Portland and other population centers were far enough away that they would get no direct impacts, although there were cautions about impacts on rivers, including the big Columbia River, running to the ocean.
When, in May, the eruption became imminent, danger zones were mapped and color-coded and warned away from. Difficult as it was amid brush, dense woods, rocky terrain, etc., local, state and federal people hunted out folks, including stubborn, longtime residents who didn’t want to leave, adventurers who wouldn’t believe they could not flee in time if necessary, doubters about the scope of the volcanic impact, etc.
The most famous in 1980 was a man named Harry Truman, same name as the late former President (from 1945-1952), though not indicated related.

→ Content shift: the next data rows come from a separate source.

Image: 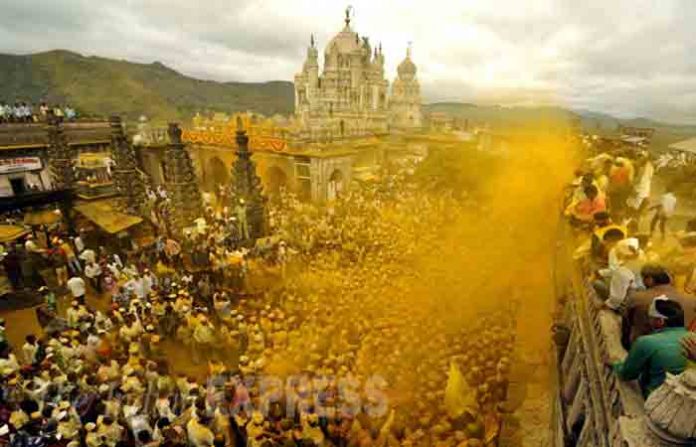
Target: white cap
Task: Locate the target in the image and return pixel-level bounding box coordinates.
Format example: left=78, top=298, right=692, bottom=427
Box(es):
left=648, top=295, right=669, bottom=320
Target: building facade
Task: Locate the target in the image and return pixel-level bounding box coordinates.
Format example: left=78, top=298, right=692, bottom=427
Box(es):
left=295, top=11, right=421, bottom=140
left=389, top=47, right=422, bottom=129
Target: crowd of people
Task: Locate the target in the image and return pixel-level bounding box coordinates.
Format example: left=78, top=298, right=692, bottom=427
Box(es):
left=566, top=150, right=696, bottom=397
left=0, top=166, right=516, bottom=447
left=0, top=101, right=77, bottom=124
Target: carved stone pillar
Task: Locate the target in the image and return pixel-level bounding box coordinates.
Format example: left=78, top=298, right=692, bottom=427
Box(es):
left=109, top=116, right=147, bottom=215
left=231, top=119, right=267, bottom=239
left=46, top=111, right=77, bottom=232
left=164, top=123, right=203, bottom=235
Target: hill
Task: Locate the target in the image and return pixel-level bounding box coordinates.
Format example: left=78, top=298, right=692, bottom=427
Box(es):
left=0, top=50, right=294, bottom=120
left=423, top=102, right=696, bottom=150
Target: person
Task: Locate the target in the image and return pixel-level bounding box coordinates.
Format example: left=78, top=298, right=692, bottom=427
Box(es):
left=608, top=157, right=633, bottom=216
left=49, top=238, right=68, bottom=287
left=566, top=185, right=607, bottom=225
left=39, top=286, right=58, bottom=314
left=39, top=102, right=48, bottom=121
left=682, top=334, right=696, bottom=369
left=22, top=334, right=39, bottom=365
left=591, top=211, right=628, bottom=259
left=85, top=261, right=102, bottom=295
left=650, top=185, right=677, bottom=240
left=58, top=239, right=82, bottom=275
left=594, top=239, right=643, bottom=312
left=612, top=295, right=688, bottom=397
left=622, top=263, right=696, bottom=347
left=65, top=104, right=77, bottom=121
left=2, top=247, right=22, bottom=291
left=234, top=199, right=249, bottom=240
left=628, top=153, right=655, bottom=221
left=68, top=275, right=85, bottom=303
left=80, top=248, right=97, bottom=265
left=0, top=101, right=9, bottom=124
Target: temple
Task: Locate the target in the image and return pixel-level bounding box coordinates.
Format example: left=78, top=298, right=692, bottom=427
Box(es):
left=295, top=8, right=421, bottom=140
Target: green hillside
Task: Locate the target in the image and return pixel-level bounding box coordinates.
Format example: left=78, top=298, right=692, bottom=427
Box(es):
left=0, top=50, right=294, bottom=120
left=423, top=102, right=696, bottom=151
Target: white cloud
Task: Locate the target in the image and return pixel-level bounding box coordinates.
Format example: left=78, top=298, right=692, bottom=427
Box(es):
left=0, top=0, right=696, bottom=121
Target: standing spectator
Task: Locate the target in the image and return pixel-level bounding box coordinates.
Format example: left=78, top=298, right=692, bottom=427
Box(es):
left=50, top=238, right=68, bottom=287
left=85, top=260, right=102, bottom=295
left=68, top=275, right=85, bottom=303
left=0, top=100, right=10, bottom=124
left=58, top=239, right=82, bottom=275
left=39, top=102, right=48, bottom=121
left=80, top=248, right=97, bottom=265
left=12, top=102, right=24, bottom=123
left=65, top=104, right=77, bottom=121
left=650, top=185, right=677, bottom=240
left=53, top=104, right=65, bottom=121
left=2, top=247, right=22, bottom=290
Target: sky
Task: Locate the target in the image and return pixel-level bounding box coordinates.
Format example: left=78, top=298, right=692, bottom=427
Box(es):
left=0, top=0, right=696, bottom=124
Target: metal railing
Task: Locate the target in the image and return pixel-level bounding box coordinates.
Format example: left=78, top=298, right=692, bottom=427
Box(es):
left=556, top=245, right=670, bottom=447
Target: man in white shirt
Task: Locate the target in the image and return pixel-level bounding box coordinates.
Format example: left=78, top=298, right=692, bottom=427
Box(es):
left=68, top=276, right=85, bottom=303
left=80, top=248, right=97, bottom=264
left=604, top=245, right=644, bottom=311
left=73, top=236, right=85, bottom=253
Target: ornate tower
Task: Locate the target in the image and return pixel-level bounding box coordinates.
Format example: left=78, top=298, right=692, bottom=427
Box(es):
left=109, top=116, right=147, bottom=215
left=390, top=44, right=422, bottom=129
left=231, top=117, right=266, bottom=239
left=295, top=8, right=389, bottom=139
left=164, top=123, right=203, bottom=234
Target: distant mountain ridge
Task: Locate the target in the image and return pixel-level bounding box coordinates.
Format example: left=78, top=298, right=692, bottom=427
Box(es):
left=0, top=50, right=696, bottom=149
left=423, top=102, right=696, bottom=149
left=0, top=50, right=294, bottom=120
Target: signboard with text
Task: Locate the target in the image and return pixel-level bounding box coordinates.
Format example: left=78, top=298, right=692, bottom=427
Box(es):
left=0, top=157, right=43, bottom=174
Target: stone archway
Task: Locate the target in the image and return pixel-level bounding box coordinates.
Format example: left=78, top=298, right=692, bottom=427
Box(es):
left=326, top=169, right=344, bottom=201
left=205, top=157, right=230, bottom=192
left=266, top=166, right=288, bottom=197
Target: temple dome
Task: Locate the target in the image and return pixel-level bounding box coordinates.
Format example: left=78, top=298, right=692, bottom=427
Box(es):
left=396, top=51, right=417, bottom=79
left=326, top=27, right=362, bottom=54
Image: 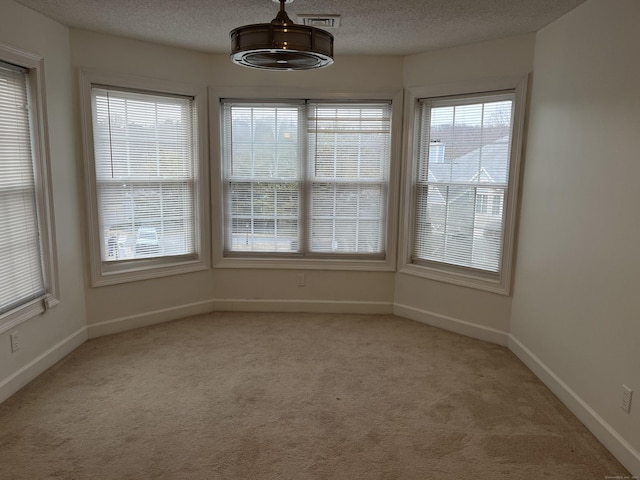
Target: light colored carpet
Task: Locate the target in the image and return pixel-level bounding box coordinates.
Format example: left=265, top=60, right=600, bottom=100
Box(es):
left=0, top=313, right=629, bottom=480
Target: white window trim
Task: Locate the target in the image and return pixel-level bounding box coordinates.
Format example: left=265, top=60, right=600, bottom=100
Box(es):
left=79, top=70, right=211, bottom=287
left=209, top=87, right=403, bottom=271
left=398, top=75, right=528, bottom=295
left=0, top=44, right=60, bottom=333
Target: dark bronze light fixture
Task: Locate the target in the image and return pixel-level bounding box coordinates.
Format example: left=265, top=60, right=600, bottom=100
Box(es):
left=229, top=0, right=333, bottom=70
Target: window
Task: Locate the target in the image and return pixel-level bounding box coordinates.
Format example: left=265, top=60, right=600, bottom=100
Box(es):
left=0, top=46, right=58, bottom=331
left=403, top=77, right=524, bottom=293
left=222, top=100, right=391, bottom=259
left=79, top=72, right=207, bottom=285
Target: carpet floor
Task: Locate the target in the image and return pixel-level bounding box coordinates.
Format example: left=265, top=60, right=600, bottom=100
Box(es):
left=0, top=313, right=629, bottom=480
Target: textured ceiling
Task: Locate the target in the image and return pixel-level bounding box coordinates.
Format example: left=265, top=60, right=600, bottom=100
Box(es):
left=16, top=0, right=585, bottom=55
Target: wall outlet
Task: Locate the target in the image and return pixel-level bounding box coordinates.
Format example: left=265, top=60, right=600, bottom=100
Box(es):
left=9, top=332, right=20, bottom=353
left=620, top=385, right=633, bottom=413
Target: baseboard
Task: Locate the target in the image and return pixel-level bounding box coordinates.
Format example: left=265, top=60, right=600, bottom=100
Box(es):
left=0, top=327, right=87, bottom=403
left=87, top=299, right=393, bottom=338
left=87, top=300, right=219, bottom=338
left=213, top=299, right=393, bottom=314
left=508, top=335, right=640, bottom=478
left=393, top=303, right=509, bottom=347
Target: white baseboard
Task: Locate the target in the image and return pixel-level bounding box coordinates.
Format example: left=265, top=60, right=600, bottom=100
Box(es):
left=87, top=300, right=219, bottom=338
left=213, top=299, right=393, bottom=314
left=508, top=335, right=640, bottom=478
left=87, top=299, right=393, bottom=338
left=0, top=327, right=87, bottom=403
left=393, top=303, right=509, bottom=347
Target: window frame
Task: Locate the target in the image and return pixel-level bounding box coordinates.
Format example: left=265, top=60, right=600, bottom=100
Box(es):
left=398, top=75, right=528, bottom=295
left=209, top=87, right=403, bottom=271
left=0, top=43, right=60, bottom=333
left=79, top=70, right=211, bottom=287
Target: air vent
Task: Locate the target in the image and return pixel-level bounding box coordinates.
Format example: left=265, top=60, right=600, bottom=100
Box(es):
left=298, top=13, right=340, bottom=28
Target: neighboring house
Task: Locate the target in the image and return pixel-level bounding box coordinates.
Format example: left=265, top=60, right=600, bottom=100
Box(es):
left=427, top=135, right=510, bottom=270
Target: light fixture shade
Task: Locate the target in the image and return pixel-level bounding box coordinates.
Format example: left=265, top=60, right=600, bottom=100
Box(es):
left=229, top=0, right=333, bottom=70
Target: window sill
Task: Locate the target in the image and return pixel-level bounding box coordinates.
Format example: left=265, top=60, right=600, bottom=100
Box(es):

In the end, as the volcanic eruption came, close to the forecasts on May 18, a few over 60 people died including that elderly state of Washington Harry Truman, some campers who wanted to see the eruption up close and others who simply wouldn't be warned or wouldn’t believe. Maybe a few who, despite the publicity and markings, didn’t know.
Considering all this, one can imagine the difficulties there had to be to help in time for a significant number of people in a population center the size of New Orleans as a hurricane-flood threat was a real possibility.
Despite all the modern technology and huge advances in communications even since 1980, and more media people than the afflicted in some situations, people seem to know less than when we waxed shut hand-written letters and waited eight months for a reply from London.
An attempt for wit in the current grim scene has included one notation that if each of the media people swarming the New Orleans scene would depart with a bucket of water, the flood would be over.
But aside from all the perceived shortcomings of governments or inabilities or unwillingness of people to connect and understand sufficiently to avoid miseries and a significant number of injuries and deaths, there should be a realization that we pay a price for the constant degrading of all our services. This didn’t happen just since Bush or since Clinton. It’s gone on for decades.
Communications is more than a matter of technology. A message arriving means nothing if not heeded. In these respects, it is really too bad that we are closing license branches and rural post offices and ending personal deliveries of so many things, maybe cutting back on libraries and other services by which government and people and businesses and people actually connect as humans.
Of course, there are huge logistics involved with a city like New Orleans and many other problems. There are needs in the economy and in government to get the economies involved in size. But there is a need also for contact, and a need for trust to develop or have a chance, even where there are differences, many of which should be minimized, not magnified.
So-called snail mail really does have some advantages over e-mail, even as wonderful as the advances may be.
In last January’s large ice storm that knocked out the Bluffton North Power Station and downed electric installations of American Electric Power (I&M-AEP) and others over a considerable area, Wells County Emergency Management Agency director Jerri Lehman and rural firefighters of Wells County plus some other volunteers went house to house in rural stretches of power-dark Southern Wells County to make sure people in homes were okay -- to get folks to where there was heat and food and water.
Now, THERE was a form of communications technology that works in ALL seasons and places.